The incidence of esophageal cancer is increasing in the United States, especially among patients with Barrett's esophagus (BE). Statins might prevent this cancer.
Dr Prasad Iyer and colleagues from Minnesota, USA performed a systematic review with a meta-analysis of studies that evaluated the effect of statins on the risk of esophageal cancer.
The researchers conducted a systematic search of Medline, Embase, and Web of Science through 2012.
Studies were included if they evaluated exposure to statins, reported the development of esophageal cancer, and reported relative risks or odds ratios, or provided data for their estimation.
Summary odds ratio estimates with 95% confidence intervals were calculated using the random-effects model.
The analysis included 13 studies reporting 9285 cases of esophageal cancer among 1,132,969 patients.
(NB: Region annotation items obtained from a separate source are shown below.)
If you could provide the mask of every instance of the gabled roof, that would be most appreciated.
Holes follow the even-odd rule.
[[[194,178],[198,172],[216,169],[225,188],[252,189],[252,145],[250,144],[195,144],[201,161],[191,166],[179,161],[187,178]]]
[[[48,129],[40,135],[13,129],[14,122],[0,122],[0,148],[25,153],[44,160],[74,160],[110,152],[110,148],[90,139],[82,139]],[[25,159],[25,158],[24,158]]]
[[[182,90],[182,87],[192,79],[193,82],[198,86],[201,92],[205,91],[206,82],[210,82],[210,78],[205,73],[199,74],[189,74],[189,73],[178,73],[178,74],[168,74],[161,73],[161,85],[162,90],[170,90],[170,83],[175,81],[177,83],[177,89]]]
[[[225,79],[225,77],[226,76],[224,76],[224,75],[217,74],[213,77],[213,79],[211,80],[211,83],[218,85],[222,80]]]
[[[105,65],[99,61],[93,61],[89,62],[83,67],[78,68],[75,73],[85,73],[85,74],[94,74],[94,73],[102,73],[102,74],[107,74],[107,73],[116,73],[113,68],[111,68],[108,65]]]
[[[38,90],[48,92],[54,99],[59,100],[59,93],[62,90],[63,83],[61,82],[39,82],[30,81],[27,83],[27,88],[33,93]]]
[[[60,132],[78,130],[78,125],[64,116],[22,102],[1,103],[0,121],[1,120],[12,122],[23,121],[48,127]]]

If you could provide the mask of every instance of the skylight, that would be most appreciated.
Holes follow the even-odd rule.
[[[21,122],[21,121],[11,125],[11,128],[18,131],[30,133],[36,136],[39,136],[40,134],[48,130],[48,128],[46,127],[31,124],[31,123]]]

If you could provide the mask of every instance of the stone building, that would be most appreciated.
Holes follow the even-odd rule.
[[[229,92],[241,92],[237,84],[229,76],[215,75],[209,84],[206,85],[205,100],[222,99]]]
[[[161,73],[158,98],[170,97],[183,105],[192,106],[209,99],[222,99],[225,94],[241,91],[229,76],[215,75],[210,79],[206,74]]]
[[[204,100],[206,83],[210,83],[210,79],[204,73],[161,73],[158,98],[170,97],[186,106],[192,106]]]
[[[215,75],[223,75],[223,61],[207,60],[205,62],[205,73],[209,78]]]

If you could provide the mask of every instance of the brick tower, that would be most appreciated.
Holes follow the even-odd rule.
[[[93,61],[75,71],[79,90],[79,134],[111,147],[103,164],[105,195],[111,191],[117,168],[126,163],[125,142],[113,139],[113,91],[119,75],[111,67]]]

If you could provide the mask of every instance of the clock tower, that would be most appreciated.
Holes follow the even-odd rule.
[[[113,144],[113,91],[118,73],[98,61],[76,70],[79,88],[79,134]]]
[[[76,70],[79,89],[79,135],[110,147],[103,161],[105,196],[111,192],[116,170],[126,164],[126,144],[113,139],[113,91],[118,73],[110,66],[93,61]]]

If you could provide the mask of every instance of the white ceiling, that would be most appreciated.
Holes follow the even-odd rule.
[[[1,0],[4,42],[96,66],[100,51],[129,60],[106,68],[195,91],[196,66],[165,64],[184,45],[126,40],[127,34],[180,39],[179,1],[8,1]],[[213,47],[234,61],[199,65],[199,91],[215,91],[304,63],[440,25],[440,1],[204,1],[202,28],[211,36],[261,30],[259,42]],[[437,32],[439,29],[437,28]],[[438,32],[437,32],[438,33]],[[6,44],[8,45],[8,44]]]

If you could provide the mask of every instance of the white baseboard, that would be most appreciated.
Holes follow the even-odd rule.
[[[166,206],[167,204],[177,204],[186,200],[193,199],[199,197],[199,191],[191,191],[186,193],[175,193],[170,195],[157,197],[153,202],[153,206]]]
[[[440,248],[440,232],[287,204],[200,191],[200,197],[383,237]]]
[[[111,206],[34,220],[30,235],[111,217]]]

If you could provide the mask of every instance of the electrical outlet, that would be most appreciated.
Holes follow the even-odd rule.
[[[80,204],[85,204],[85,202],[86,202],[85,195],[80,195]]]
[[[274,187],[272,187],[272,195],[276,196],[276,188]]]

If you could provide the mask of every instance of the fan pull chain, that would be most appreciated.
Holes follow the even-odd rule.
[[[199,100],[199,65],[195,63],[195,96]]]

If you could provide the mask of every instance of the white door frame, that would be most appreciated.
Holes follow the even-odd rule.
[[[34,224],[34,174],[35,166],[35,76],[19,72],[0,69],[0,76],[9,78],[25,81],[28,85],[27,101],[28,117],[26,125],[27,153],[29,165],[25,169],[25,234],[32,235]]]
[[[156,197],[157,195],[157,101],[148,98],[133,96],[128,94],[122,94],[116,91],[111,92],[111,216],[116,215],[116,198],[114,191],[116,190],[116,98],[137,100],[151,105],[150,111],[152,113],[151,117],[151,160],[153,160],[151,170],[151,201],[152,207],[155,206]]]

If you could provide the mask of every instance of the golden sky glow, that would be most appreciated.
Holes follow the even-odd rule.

A meta-analysis of the studies showed a significant reduction in the risk of esophageal cancer among patients who took statins, although there was considerable heterogeneity among studies.
In analyzing a subset of patients known to have Barrett's esophagus, statins were associated with a significant decrease in the risk of esophageal adenocarcinoma, after adjusting for potential confounders with consistent results among all studies.
The number needed to treat with statins to prevent 1 case of esophageal adenocarcinoma in patients with Barrett's esophagus was 389.
Dr Iyer's team commented, "Based on meta-analysis of observational studies, statin use may be associated with lower risk of esophageal cancer, particularly risk of esophageal adenocarcinoma in patients with Barrett's esophagus."